Will enterprises adopt public blockchains?

Many people, including within the enterprise blockchain space, view public blockchains as the true technical innovation. In some ways, public blockchains are the business and financial extension of the internet, which is open. And hence they see private blockchains as new, more extensive walled gardens.

There are both legal and functional obstacles to enterprises adopting public blockchains. But the biggest issue is the technology is nascent. Unproven translates to risky, which makes it more palatable to try in a controlled environment.

Some point to enterprise adoption of cloud technology. As of 2018 more than 50% of IT environments were non-cloud. And Amazon Web Services is almost 13 years old. Ethereum is less than four years old.

In some cases, public blockchains are not an option. That’s particularly for regulated institutions with know your customer and anti-money laundering requirements. Plus organizations such as the Bank of International Settlements have issued caveats.

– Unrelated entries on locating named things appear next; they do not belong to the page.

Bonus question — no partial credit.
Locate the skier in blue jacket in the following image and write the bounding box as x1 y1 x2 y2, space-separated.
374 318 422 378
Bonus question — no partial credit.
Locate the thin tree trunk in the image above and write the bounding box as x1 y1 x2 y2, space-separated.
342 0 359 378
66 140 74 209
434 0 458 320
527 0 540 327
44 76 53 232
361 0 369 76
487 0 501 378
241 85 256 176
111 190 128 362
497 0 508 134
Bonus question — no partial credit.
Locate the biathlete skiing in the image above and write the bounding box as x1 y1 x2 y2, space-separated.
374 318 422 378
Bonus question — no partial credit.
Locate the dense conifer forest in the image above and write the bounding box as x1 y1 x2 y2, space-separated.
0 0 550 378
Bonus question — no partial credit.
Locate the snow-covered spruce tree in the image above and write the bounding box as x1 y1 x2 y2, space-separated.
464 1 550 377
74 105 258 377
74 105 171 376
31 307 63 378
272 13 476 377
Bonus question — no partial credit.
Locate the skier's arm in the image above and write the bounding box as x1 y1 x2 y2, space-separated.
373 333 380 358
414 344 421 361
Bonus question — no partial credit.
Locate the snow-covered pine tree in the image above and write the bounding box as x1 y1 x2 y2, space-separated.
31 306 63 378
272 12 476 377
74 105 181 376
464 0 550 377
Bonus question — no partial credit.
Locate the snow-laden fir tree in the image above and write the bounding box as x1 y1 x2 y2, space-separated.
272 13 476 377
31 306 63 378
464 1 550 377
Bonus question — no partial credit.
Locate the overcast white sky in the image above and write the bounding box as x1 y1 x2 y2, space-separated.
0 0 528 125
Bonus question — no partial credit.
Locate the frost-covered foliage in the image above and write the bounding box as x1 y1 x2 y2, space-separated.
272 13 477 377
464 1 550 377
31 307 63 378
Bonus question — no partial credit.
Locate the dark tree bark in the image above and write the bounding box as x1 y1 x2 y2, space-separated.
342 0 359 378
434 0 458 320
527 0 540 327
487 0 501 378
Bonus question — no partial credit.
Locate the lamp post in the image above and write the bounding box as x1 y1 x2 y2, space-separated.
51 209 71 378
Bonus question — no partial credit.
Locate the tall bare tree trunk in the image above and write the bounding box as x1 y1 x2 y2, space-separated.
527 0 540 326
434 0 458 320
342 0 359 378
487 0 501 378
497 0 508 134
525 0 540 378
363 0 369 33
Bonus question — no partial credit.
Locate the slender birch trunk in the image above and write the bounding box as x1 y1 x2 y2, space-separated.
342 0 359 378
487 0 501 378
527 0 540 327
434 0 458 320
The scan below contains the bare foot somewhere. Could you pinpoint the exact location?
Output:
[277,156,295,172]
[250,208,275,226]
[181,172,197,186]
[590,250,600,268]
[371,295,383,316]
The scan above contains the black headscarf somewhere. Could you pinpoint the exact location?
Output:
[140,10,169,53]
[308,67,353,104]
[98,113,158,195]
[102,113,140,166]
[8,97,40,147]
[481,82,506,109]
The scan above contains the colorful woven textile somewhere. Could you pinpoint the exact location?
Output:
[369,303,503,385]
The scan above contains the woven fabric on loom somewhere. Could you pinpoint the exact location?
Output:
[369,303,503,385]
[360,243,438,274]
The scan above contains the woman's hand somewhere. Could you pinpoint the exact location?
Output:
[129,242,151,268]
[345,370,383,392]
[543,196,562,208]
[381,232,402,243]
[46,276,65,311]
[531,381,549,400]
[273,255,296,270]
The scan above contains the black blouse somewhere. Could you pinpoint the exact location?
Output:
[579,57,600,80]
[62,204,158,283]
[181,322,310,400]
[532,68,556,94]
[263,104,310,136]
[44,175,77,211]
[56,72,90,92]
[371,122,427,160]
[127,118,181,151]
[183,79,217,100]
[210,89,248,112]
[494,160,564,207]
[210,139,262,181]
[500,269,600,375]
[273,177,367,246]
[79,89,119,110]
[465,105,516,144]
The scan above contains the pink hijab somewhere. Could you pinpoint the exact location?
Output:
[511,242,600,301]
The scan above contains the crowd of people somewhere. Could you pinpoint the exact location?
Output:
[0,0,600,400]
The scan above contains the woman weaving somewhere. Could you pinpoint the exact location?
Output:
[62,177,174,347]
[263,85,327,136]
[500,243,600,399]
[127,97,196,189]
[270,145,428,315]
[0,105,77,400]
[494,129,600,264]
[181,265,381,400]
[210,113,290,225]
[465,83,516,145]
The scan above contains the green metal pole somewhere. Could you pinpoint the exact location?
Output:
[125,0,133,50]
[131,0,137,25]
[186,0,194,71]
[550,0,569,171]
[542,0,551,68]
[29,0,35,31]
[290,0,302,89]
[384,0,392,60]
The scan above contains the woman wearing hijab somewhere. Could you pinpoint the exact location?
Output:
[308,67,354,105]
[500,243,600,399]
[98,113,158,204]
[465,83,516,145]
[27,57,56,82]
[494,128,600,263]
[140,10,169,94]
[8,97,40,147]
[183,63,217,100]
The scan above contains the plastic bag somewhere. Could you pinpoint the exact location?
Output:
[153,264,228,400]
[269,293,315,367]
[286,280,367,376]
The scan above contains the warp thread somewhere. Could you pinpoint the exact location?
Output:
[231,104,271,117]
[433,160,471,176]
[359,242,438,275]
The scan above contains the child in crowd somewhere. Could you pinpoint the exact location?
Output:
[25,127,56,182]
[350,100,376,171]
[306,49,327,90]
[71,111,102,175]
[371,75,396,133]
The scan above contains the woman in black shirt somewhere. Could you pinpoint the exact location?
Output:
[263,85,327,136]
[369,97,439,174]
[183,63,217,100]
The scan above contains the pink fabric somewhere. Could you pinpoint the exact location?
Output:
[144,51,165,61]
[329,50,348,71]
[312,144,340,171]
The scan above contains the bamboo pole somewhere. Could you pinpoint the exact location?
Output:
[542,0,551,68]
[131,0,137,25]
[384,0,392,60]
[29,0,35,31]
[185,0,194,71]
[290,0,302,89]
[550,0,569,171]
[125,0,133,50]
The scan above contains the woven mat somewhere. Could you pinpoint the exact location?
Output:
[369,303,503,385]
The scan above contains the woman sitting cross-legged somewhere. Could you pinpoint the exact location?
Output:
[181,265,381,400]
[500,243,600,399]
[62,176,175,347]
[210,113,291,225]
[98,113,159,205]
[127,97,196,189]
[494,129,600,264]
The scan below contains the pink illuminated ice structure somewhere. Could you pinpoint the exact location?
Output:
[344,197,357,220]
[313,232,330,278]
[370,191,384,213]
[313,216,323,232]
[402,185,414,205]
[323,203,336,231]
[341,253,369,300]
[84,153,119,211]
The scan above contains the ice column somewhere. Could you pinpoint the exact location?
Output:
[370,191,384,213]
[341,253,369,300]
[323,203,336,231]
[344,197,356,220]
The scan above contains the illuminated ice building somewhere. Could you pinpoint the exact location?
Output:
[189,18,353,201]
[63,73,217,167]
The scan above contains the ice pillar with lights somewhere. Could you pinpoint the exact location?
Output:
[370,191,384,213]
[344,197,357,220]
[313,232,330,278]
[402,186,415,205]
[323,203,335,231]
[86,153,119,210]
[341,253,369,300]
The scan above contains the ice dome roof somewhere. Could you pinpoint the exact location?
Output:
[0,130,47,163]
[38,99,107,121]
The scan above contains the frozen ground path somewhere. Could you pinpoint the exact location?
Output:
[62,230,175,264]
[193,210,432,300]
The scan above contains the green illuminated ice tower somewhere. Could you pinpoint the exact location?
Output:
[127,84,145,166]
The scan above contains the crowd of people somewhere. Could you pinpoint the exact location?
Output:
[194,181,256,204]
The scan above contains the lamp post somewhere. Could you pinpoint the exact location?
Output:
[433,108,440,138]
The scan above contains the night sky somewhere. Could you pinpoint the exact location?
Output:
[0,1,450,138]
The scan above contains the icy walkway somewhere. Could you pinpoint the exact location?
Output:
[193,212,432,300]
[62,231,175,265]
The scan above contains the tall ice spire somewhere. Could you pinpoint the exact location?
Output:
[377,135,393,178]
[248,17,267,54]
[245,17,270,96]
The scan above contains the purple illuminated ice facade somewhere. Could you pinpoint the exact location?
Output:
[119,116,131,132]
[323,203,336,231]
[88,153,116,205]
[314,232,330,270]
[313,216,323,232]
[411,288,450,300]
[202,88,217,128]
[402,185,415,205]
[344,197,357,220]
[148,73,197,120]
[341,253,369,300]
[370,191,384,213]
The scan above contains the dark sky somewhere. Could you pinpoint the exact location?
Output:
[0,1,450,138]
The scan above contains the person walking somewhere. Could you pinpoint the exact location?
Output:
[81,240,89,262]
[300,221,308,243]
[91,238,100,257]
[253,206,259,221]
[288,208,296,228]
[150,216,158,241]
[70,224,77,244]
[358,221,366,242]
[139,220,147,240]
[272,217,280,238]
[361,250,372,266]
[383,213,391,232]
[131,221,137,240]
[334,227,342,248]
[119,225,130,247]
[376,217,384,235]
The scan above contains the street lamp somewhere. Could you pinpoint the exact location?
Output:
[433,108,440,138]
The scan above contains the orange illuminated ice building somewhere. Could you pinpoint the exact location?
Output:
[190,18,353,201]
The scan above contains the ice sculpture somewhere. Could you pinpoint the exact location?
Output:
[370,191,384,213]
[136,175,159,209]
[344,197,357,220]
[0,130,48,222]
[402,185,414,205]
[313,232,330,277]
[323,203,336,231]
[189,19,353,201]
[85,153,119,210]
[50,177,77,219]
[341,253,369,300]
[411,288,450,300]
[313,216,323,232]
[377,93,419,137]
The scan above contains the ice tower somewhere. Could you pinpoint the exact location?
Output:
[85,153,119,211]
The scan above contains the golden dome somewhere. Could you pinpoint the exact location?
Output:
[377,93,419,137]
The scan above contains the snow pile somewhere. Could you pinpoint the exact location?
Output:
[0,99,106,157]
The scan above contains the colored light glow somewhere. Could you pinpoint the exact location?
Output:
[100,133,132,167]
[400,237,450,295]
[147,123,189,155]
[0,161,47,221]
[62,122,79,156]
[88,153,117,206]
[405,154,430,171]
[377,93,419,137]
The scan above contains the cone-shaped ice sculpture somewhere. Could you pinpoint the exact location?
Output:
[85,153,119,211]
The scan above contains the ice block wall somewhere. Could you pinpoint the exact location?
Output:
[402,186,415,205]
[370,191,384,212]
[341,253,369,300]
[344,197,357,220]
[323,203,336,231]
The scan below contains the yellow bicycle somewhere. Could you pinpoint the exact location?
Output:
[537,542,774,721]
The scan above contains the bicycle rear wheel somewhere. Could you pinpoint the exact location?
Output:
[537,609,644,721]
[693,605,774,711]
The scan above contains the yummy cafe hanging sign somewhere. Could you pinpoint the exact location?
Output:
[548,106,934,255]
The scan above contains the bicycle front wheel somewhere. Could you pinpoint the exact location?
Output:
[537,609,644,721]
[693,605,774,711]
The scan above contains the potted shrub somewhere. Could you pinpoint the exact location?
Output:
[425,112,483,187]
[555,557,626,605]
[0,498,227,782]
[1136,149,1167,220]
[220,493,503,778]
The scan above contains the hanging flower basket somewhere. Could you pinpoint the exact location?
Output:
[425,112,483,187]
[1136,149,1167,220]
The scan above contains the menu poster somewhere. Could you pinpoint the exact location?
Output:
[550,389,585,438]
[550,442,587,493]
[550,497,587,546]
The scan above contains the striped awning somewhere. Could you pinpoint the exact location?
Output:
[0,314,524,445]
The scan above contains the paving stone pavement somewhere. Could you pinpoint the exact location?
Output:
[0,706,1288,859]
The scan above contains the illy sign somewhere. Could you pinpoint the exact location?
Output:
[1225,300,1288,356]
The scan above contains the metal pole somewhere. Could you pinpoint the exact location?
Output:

Beyond pure payments, some enterprise applications are more likely to use public blockchains sooner rather than later. These include consumer energy, credentialing, rewards and those targeted at smaller businesses.

EY acknowledged in a statement that the inability to conduct private transactions on public blockchains “has been a major obstacle to fully embracing public blockchain networks”. Its latest ZKP protocol aims to address this. But there are several additional public blockchain “obstacles” such as governance, performance and scalability which are risks for larger enterprises.